A: It will probably always be more difficult, and therefore more risky. But I'm hopeful we can continue to show improvements in reliability. In fact, Congress has directed that we strive to continuously improve human spaceflight safety as we go forward. It's interesting to compare this to other risks that people have accepted in daily life.
For example, consider the safety of passenger cars, in which we lose more than 40,000 people every year in accidents. Railway accidents have several hundred fatalities associated with that form of transportation. There are more than 700 marine accidents each year that have fatalities. Even in general aviation, we have on the order of 600 fatalities per year.
Even though this is the safest period in aviation history, we need to put it in context. We know there will be space transportation accidents in the future, and we need to be prepared for that. We want to minimize those. We want to do everything we can to have this be a safe mode of transportation. But transportation can be risky, and we need to recognize that.
Q: I'd like to get back to the idea that it's taken longer than some people might have thought to get to this new spaceflight era. Some people thought that we'd be seeing suborbital space tourism a couple of years after SpaceShipOne took off, but it always seems to remain a couple of years away. Are there any thoughts you have on why the transition has been more difficult?
A: It is hard to predict the future, but the good thing is that all the folks we are seeing in this game right now are focused on safety. These companies recognize how important safety is, and they see that a misstep here or there or a shortcut could mean an accident which could harm the whole industry. So they're taking this very seriously, they're doing it one step at a time, and they're getting ready.
They're not just sitting around and making viewgraphs, or talking about it and shuffling papers. There is real work being done right now to get ready for this. I was just out at Mojave recently to see the rollout of White Knight Two. That's a very impressive aircraft that is going to be part of this overall system that will allow space tourism to take place, and it's done. They're going to be starting flight tests this fall.

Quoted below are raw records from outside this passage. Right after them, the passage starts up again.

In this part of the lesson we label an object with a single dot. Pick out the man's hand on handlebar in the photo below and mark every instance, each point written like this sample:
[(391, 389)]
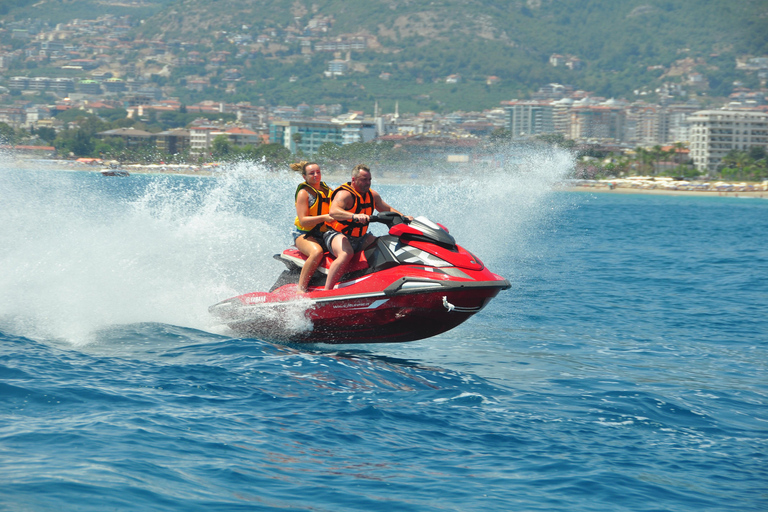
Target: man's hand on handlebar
[(361, 218)]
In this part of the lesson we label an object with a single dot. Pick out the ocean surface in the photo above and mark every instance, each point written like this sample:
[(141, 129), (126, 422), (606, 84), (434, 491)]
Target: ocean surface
[(625, 370)]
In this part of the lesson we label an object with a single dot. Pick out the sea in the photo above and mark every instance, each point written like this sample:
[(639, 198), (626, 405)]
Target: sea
[(626, 369)]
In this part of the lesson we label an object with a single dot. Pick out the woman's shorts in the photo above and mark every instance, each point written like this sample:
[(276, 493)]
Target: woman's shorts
[(355, 242), (317, 239)]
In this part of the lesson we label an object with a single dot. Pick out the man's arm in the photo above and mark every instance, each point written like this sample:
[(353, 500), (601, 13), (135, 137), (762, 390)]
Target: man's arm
[(340, 205), (381, 205)]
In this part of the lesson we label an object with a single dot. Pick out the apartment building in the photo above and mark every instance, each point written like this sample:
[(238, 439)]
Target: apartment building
[(528, 118), (714, 133), (308, 135)]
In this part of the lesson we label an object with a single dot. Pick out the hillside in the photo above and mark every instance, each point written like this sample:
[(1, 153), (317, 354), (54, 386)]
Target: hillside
[(613, 48)]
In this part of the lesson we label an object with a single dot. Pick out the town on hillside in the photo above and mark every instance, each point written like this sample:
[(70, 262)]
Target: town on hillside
[(675, 134)]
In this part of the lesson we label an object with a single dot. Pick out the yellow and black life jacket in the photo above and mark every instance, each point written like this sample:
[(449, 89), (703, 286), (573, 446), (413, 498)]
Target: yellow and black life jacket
[(320, 206), (362, 205)]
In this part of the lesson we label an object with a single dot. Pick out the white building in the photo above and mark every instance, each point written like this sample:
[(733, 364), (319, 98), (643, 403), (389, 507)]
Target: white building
[(714, 133), (527, 118)]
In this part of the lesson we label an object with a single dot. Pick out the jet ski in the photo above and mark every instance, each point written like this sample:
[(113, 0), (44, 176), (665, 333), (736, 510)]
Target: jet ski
[(412, 283)]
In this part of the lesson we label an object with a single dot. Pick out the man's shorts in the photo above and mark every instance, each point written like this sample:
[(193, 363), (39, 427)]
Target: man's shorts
[(355, 242)]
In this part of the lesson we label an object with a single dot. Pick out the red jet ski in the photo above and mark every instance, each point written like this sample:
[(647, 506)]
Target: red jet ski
[(413, 283)]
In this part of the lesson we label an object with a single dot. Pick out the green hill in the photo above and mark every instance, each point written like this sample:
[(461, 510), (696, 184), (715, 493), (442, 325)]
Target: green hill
[(615, 48)]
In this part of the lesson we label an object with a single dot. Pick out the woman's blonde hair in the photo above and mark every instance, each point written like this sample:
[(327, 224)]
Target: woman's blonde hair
[(302, 166)]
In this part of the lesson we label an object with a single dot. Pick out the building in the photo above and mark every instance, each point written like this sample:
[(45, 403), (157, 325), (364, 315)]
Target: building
[(173, 142), (715, 133), (528, 118), (131, 136), (600, 123), (200, 139), (308, 135)]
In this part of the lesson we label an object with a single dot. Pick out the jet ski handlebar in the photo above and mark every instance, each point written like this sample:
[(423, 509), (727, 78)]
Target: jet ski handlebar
[(388, 218)]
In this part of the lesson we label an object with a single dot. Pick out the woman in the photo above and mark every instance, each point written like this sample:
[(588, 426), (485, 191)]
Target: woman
[(313, 200)]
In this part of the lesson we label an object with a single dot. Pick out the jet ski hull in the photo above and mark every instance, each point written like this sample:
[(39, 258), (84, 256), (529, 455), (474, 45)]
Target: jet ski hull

Other companies, XCOR Aerospace and Armadillo Aerospace, are flying vehicles right now. So although some people would have liked to see operations begin more quickly than they have, they're coming along. It won't be long before we see the first operations under way.
Q: So if we think about the image of the FAA 50 years from now, it does sound as if you see the profile of the agency's spaceflight side on the rise. Is it possible that the agency will need a new name, like Federal Space and Aviation Administration? Will there have to be a systemic change in the agency to respond to the new era?
A: Once we see these things operating, and we see the larger level of activity in place, it may well be that Congress will decide "Federal Aerospace Administration" or some other set of words would be more appropriate. That's really up to them. But certainly our workload is going to be increasing. The role of private industry in spaceflight is going to be considerably higher over this next decade. We're going to be seeing a shift from having space travel almost exclusively under the purview of government to having private industry being a leading player in commercial space transportation. And we'll be right there with them.
Q: I'm sure you're often asked whether you'd like to go into space yourself. What do you think? Are you looking forward to having a spacesuit with your name on it?
A: I'd love to go. I'm looking forward to that.